Rita Barberá dice que si aceptar regalos es cohecho, todos los políticos deberían sentarse ante el Tribunal Supremo. Parece que la actitud de Camps es la norma en el entorno de Rita, y también en el de Esperanza Aguirre, que afirmó: “La corrupción es consustancial a las instituciones”. La tercera Gracia, Dolores de Cospedal, prefiere el argumento contrario, se apunta a la teoría de la conspiración y dice que no ha pasado nada, que los 50.000 folios son un invento de Zapatero y Fernández de la Vega. Con un par.

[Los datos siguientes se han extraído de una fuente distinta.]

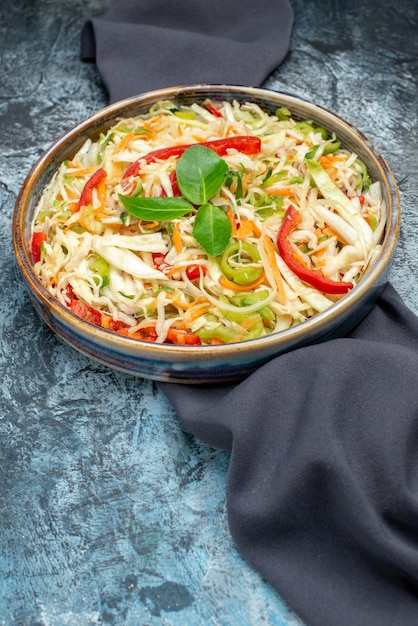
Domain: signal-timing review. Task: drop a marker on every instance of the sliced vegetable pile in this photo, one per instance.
(206, 224)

Alarma que personas tan mayores y tan expuestas al mal no sepan diferenciar el caramelo que el señor de la gabardina ofrece a la niña en el parque del durito que le da la abuela el día de su cumpleaños “para que se convide con las amiguitas”. Para ellos, todos los regalos son iguales, los del señor que está en la cárcel por obtener adjudicaciones millonarias irregulares y el dibujo del sobrino con un sol que sonríe. Pues no, no son iguales. Lo importante, cuando se regala, es la intención. Se dice siempre que te entregan algo que carece de valor material. Y con respecto al argumento de que alguien como Camps no se vendería por tres trajes, precio que les parece insultante, estamos de acuerdo. Nos consta que para ganar su cariño al punto de que “te quiera un huevo”, que es lo que dice querer a su amigo El Bigotes, hace falta mucho más. Y eso es lo que hay en el resto del sumario que su amigo el juez De la Rúa, en un acto nada inocente, rechazó, limitando la investigación al regalo de los trajes, que no son más que la punta del iceberg, o de la aguja que utilizó su señoría para desinflar un sumario plagado de fechorías.